Steps to Fix The U.S Electoral System
H. Younger - March 1st, 2020 - The current U.S. electoral system has been in place for nearly two hundred and fifty years, and the flaws are beginning to show. Built for a time with less educated citizens and a smaller population, the electoral college as well as the laws related to voting rights are outdated and are beginning to undermine the original principles of our democracy. Several measures could be taken to immediately improve our democratic system:
Abolish the Electoral College:
The electoral college was created to prevent the “uneducated masses” from having a massive effect on elections. Instead, a select few individuals would be chosen to represent a large group of people, and thus communicate the popular vote in a smaller and more “educated” system. However, as an increasing number of Americans are attending university and education becomes more widely available, the initial issues behind this system are no longer applicable. Additionally, the electoral college no longer reflects the vote of the people. The major discrepancies in this system can be seen in results from the 2000 and 2016 Presidential elections. Because electors do not have to vote based on their states popular vote, a candidate can win a massive majority in the popular vote, but still lose because of their supporters (or lack thereof) in the electoral college. This glaring contention in the system can cause the public to be no longer represented in the voting process, and undermines the entire purpose for which it was created. The popular vote, the true voice of the people, should decide who is elected.

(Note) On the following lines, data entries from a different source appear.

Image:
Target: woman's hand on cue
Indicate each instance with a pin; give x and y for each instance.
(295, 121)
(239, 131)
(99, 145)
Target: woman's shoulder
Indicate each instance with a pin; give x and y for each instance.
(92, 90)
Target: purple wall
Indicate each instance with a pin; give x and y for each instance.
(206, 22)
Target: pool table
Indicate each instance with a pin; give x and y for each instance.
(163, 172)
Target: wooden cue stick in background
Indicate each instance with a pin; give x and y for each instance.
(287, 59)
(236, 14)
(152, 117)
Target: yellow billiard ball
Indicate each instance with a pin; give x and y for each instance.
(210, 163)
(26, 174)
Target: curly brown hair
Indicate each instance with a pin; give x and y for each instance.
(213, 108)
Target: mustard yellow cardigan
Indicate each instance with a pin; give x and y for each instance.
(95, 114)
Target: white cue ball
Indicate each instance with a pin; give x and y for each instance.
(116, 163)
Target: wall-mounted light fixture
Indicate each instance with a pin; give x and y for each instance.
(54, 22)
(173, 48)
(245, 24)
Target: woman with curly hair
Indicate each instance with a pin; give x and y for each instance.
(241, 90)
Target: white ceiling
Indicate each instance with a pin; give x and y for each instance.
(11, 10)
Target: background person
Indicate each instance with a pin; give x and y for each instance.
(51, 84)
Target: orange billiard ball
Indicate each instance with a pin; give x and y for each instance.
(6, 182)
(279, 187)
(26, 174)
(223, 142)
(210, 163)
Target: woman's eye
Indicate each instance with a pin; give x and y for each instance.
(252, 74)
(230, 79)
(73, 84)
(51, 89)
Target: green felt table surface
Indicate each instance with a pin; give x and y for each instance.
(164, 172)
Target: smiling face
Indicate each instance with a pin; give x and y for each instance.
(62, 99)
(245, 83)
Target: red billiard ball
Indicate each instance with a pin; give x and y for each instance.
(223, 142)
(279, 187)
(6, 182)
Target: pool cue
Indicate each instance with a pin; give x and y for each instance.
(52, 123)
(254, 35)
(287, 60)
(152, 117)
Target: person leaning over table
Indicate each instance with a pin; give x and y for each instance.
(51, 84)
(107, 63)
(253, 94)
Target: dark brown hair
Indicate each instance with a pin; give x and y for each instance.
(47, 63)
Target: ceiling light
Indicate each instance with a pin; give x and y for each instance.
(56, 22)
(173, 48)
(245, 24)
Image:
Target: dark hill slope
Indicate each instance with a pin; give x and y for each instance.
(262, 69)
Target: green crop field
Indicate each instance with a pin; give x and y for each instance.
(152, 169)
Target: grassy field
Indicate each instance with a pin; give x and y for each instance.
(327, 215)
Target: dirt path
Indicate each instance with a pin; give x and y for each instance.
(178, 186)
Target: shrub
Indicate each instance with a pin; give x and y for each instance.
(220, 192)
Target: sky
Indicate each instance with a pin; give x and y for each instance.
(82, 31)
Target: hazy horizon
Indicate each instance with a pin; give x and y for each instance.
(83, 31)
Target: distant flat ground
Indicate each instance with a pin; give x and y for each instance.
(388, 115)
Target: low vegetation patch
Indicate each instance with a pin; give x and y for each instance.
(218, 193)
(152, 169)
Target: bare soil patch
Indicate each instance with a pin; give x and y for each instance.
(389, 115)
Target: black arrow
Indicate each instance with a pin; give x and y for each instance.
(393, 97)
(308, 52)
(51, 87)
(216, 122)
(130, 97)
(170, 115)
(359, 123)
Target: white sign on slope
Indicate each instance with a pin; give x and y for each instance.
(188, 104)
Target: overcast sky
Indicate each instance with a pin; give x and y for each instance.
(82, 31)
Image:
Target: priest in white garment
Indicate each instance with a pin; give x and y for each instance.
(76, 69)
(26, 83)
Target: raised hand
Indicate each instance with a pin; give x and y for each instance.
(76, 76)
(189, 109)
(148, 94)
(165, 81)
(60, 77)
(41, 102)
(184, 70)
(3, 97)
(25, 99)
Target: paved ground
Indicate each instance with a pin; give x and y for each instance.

Make Election Day a National Holiday:
With the polls open on a Tuesday, many adults are working. Often, jobs are located too far away from a polling place, or workers are unable to leave work to vote. By making election day a holiday, or by placing it on a weekend, voter turnout rates can increase, and more citizens will be able to exercise their electoral rights.
Redraw District Lines:
Manipulating district lines in favor of a party, also known as gerrymandering, has a massive effect on elections. The term is used to describe when a party draws district lines to include a certain political alignment more than another. This leads to continued election of the same party, and often the same people. If districts were redrawn as squares or chosen randomly, elections would better represent the people. In over twenty states, including Virginia, the state legislature is responsible for the drawing of district lines. Allowing legislators to decide how their state is redistricted gives them an unfair advantage if they choose to run for re-election. This then limits the amount of new legislators elected and continually forces communities to vote for a certain party.
These are just a few of the measures needed to help improve our democracy. They may take time to implement, but they will have a positive impact on the people of this country and make the U.S. a fairer governmental system.